La commission d’enquête sénatoriale concluait qu’il était urgent d’incarcérer moins pour incarcérer mieux, de s’interroger sur le sens de la peine, sur qui mettre en prison, et de réfléchir aux alternatives à l’incarcération, aux libérations conditionnelles, à la détention provisoire, à la gestion des longues peines, à la future réinsertion des détenus, à la lutte contre la récidive, contre les suicides en prison etc.. Toutes ces réflexions et pistes de travail sont passées à la trappe !

Tant que la politique pénale du pays restera axée sur le tout sécuritaire et la seule incarcération, les conditions de détention continueront de se détériorer tout comme les conditions de travail du personnel pénitentiaire.
Plus fondamentalement, c’est notre système pénal tout entier qu’il convient de réviser, lui qui est essentiellement basé sur la répression, ignorant la prévention, la réinsertion et donc la lutte contre la récidive.

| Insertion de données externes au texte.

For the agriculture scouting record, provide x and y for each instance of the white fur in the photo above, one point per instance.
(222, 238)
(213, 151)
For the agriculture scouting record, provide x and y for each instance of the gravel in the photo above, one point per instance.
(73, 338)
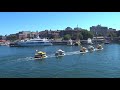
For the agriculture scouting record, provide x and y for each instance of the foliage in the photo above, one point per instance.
(67, 37)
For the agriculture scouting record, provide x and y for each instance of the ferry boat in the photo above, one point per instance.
(40, 55)
(34, 42)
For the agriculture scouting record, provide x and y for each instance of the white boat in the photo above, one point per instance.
(99, 47)
(40, 55)
(70, 43)
(60, 53)
(91, 48)
(34, 42)
(83, 50)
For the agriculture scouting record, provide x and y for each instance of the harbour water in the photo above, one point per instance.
(18, 62)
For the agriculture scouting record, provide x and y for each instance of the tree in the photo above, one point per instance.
(67, 37)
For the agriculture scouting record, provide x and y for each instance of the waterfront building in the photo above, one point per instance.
(99, 30)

Pour remédier à la surpopulation carcérale, le gouvernement n’envisage qu’un seul type de réponse : la construction de nouvelles prisons.

Or, il s’agit d’une « vraie-fausse solution » tant on sait que plus on construit de prisons, plus on incarcère et plus on a de surpopulation. Ce cercle vicieux est désormais bien établi.

Pour finir, et cela avait déjà été souligné lors des commissions d’enquête parlementaires, non seulement on meurt en prison mais l’on meurt plus dans les établissements neufs que dans les anciens. La Farlède confirme une fois encore cette problématique.

On est bien loin du discours inaugural du Garde des Sceaux qui déclarait : - " une remarquable illustration de nos effort pour [...] humaniser notre parc pénitentiaire ".

Il devient urgent de réfléchir à comment rendre plus humaine, plus sociale l’incarcération.
Pour ma part, je reste convaincu qu’il est nécessaire de faire entrer la société et ses services à l’intérieur de l’univers carcéral pour d’une part rompre l’isolement total des détenus, favoriser leur vie relationnelle et d’autre part les préparer à leur future sortie.
Les détenus doivent pouvoir accéder aux soins médicaux (médecins, psychologues, psychiatres, dentistes...), aux services sociaux, à l’enseignement, ils doivent également pouvoir, s’ils en expriment le besoin, accéder aux services cultuels.

D’autant, que nous avons pu pointer combien les détenus souffrent d’un manque de « relationnel » vecteur de suicide. Hormis le parloir, ils n’ont, somme toute, que des échanges avec l’univers carcéral : personnels pénitentiaires, avocats, codétenus, éducateurs, visiteurs de prisons... Là aussi un travail est à faire

Marseille, lundi 28 novembre 2005.

Robert Bret

Notes

[1Le régime de semi liberté consiste en général à quitter la prison de Saint Roch le matin vers 7h-8h et à la réintégrer le soir au plus tard vers 19h-20h aprés la journée de travail, ainsi que les samedi et dimanche (ou que le dimanche , ou samedi aprés midi etc...selon les horaires de travail). Ils sont considérés comme détenus, mais leur régime vise soit à sauvegarder l’emploi qu’ils avaient, soit aprés une période d’incarcération à 100% à les remettre , tout en terminant leur peine, dans la vie active et sociale. (Note de LDH-Toulon.)

[2Les PSE sont juridiquement écroués (ne pas respecter les horaires de présence à domicile du PSE est une évasion), mais ils ne sont pas détenus au sens "classique" : leur régime consiste à être présents durant certaines plages horaires à leur domicile ; s’ils sortent du rayon du domicile en dehors des horaires prévus, une alarme le signale au centre de contrôle qui effectue une vérification. (Note de LDH-Toulon.)